The survey period, from 25-28 July, also included the day that Mr Trump launched a new attack on black congressman Elijah Cummings.
He called Mr Cummings “a brutal bully” and described his Baltimore district as a “disgusting, rat and rodent infested mess”.
The poll results come as Democrats seeking the party’s nomination for president enter a second round of debates. Nearly all of the 2020 candidates have roundly condemned Mr Trump’s remarks as racist and divisive.
The poll found that 51 per cent of voters think Mr Trump is racist while 45 per cent do not.
When separated by party, 86 per cent of Democratic voters classified Mr Trump as racist while 91 per cent of Republicans said he was not.
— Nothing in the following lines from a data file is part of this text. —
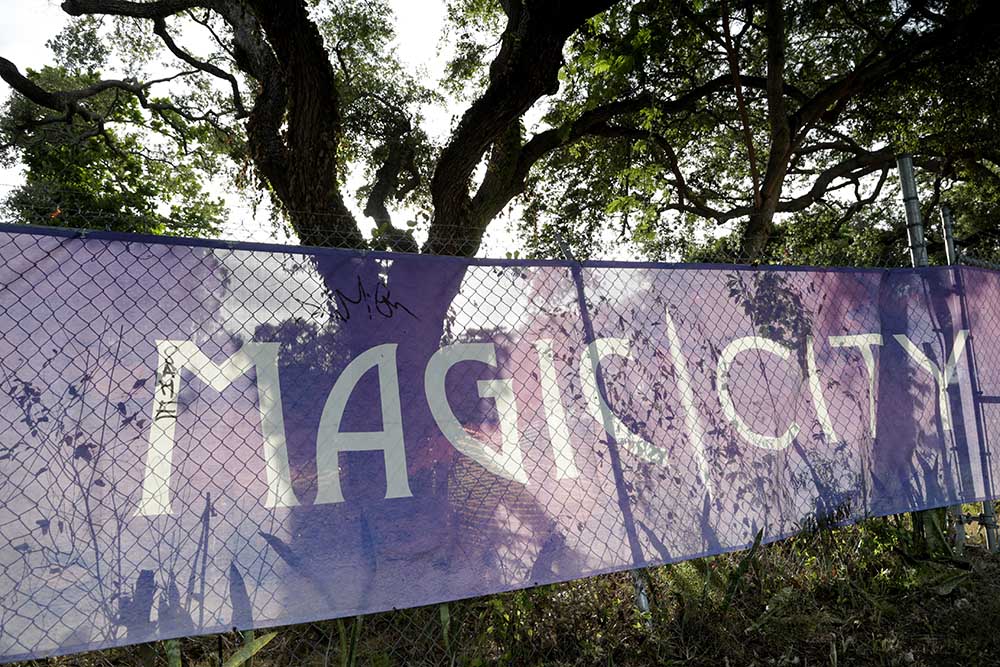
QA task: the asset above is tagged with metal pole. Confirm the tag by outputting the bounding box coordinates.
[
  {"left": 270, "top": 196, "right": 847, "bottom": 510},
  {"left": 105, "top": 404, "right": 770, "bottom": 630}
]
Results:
[
  {"left": 553, "top": 231, "right": 652, "bottom": 619},
  {"left": 946, "top": 206, "right": 1000, "bottom": 552},
  {"left": 896, "top": 155, "right": 929, "bottom": 268},
  {"left": 940, "top": 204, "right": 957, "bottom": 267},
  {"left": 897, "top": 156, "right": 965, "bottom": 552},
  {"left": 938, "top": 204, "right": 966, "bottom": 553},
  {"left": 985, "top": 488, "right": 1000, "bottom": 553}
]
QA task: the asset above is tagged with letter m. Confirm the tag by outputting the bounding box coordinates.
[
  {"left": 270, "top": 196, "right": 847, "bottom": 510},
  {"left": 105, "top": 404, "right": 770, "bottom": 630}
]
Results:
[{"left": 138, "top": 341, "right": 299, "bottom": 516}]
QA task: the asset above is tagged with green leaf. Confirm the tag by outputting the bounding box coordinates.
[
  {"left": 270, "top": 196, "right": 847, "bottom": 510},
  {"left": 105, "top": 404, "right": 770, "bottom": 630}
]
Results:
[
  {"left": 722, "top": 527, "right": 765, "bottom": 612},
  {"left": 164, "top": 638, "right": 181, "bottom": 667},
  {"left": 440, "top": 602, "right": 452, "bottom": 656},
  {"left": 222, "top": 631, "right": 278, "bottom": 667}
]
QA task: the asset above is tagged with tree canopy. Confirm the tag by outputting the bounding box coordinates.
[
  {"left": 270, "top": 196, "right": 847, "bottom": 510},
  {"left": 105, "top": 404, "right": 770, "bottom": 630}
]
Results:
[
  {"left": 0, "top": 0, "right": 998, "bottom": 264},
  {"left": 1, "top": 62, "right": 226, "bottom": 235}
]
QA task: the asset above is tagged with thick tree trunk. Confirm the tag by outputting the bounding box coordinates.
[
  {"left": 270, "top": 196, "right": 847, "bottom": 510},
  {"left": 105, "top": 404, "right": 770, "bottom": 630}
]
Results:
[
  {"left": 741, "top": 153, "right": 791, "bottom": 262},
  {"left": 426, "top": 0, "right": 617, "bottom": 257},
  {"left": 244, "top": 0, "right": 365, "bottom": 250},
  {"left": 738, "top": 0, "right": 792, "bottom": 263}
]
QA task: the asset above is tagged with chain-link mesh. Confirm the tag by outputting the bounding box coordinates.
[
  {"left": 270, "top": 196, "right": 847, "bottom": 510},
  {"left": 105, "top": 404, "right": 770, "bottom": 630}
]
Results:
[{"left": 0, "top": 181, "right": 997, "bottom": 666}]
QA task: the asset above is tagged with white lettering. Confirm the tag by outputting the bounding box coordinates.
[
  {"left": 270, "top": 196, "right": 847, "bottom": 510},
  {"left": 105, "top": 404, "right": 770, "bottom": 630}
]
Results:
[
  {"left": 314, "top": 344, "right": 412, "bottom": 504},
  {"left": 580, "top": 338, "right": 669, "bottom": 466},
  {"left": 139, "top": 341, "right": 299, "bottom": 516},
  {"left": 894, "top": 330, "right": 969, "bottom": 432},
  {"left": 829, "top": 334, "right": 883, "bottom": 438},
  {"left": 425, "top": 343, "right": 529, "bottom": 484},
  {"left": 806, "top": 336, "right": 840, "bottom": 443},
  {"left": 663, "top": 308, "right": 712, "bottom": 492},
  {"left": 716, "top": 337, "right": 800, "bottom": 450},
  {"left": 533, "top": 339, "right": 580, "bottom": 480}
]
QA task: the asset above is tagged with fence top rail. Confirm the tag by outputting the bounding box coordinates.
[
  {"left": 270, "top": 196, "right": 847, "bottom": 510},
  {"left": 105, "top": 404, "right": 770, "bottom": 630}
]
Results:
[{"left": 0, "top": 221, "right": 984, "bottom": 275}]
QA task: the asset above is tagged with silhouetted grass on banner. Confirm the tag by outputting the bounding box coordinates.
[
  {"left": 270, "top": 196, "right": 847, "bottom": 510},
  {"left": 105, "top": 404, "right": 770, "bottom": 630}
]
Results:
[{"left": 4, "top": 517, "right": 999, "bottom": 666}]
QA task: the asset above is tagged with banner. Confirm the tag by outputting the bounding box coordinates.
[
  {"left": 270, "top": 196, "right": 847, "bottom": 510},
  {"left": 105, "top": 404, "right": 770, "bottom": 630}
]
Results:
[{"left": 0, "top": 224, "right": 997, "bottom": 661}]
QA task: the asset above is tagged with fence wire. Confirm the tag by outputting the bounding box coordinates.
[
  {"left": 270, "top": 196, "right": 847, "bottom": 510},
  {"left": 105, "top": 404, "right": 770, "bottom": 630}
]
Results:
[{"left": 0, "top": 183, "right": 996, "bottom": 667}]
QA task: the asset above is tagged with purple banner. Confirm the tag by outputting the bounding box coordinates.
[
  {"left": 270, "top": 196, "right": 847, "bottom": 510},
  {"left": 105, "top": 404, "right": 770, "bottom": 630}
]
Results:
[{"left": 1, "top": 225, "right": 998, "bottom": 661}]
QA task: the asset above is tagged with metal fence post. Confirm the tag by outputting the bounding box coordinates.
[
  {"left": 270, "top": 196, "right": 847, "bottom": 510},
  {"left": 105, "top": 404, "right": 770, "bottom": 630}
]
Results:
[
  {"left": 944, "top": 204, "right": 1000, "bottom": 553},
  {"left": 940, "top": 204, "right": 957, "bottom": 267},
  {"left": 897, "top": 155, "right": 964, "bottom": 553},
  {"left": 897, "top": 155, "right": 929, "bottom": 268},
  {"left": 937, "top": 203, "right": 967, "bottom": 553},
  {"left": 552, "top": 232, "right": 652, "bottom": 620}
]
About 88 per cent of those who said Mr Trump was racist disapprove of the job he is doing as president, while 94 per cent of those who said he was not racist approve of his performance.
Other polls conducted by USA Today/Ipsos, The Economist/YouGov and Fox News in July have shown that between half and two-thirds of Americans believe that telling someone to “go back” is a racist statement and that Mr Trump’s tweets “cross the line”.
The US president also attacked civil rights leader Reverand Al Sharpton earlier this week. The president denounced Mr Sharpton on Twitter as “a con man” who “Hates Whites & Cops” and doubled down on his attacks against Mr Cummings.
Mr Trump also claimed he is the “least racist person in the world” following his comments attacking politicians of colour and civil rights figures.
The Quinnipac poll found that 41 per cent of survey respondents believe Mr Trump’s immigration policies are motivated by “racist beliefs”, compared with 49 per cent who ascribed them to “a sincere interest in controlling our borders”.